Prosecutors originally suggested they would take the case to another trial, but Johnson won a plea deal that didn't require him to admit guilt. As BuzzFeed explained, in what is known as an Alford plea, a defendant “doesn’t admit guilt to a crime itself, but admits that there is enough evidence that they may be found guilty if their case goes to trial.”

Furthermore, because the charges he pled to fell under health statutes, Johnson will no longer be required to register as a sex offender in the state of Missouri or Indiana (his home state).  

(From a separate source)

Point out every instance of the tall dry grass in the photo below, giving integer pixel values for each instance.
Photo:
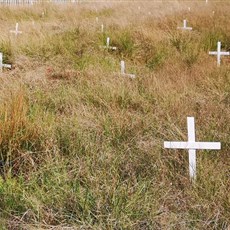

Johnson is just one of many people living with HIV who've become victim to criminalization laws, which make it legal to lock up HIV-positive people for failing to disclose their status to a sexual partner, even in situations where transmission neither occurred nor was scientifically possible.

These draconian laws were passed during a time when AIDS was believed to be a "gay man’s disease" and a death sentence. The statutes are wrenched with homophobia and stigma, yet most of the states that enacted them still have them on the books. 

The men Johnson allegedly “exposed” to HIV were predominantly white, and given that St. Charles County is a mostly white suburb of St. Louis, his case has often been reported with subtextual racism: photos of his dark skin and shirtless photos were featured in news outlets.

Johnson's treatment in court was also scrutinized. Johnson’s own lawyer opened the trial with: “You have to consider my client guilty until proven otherwise," before the judge reportedly corrected them by saying, "I believe you meant to say 'innocent.'"

Additionally, the trial blatantly ignored scientific facts.

One of the prosecutors, Philip Groenweghe, supposedly read the charges out loud when Johnson appeared in court, which included a description of Johnson ejaculating on the back of one of his sexual partners. As anyone with knowledge on HIV transmission knows, this kind of act is pretty much impossible to transmit the virus.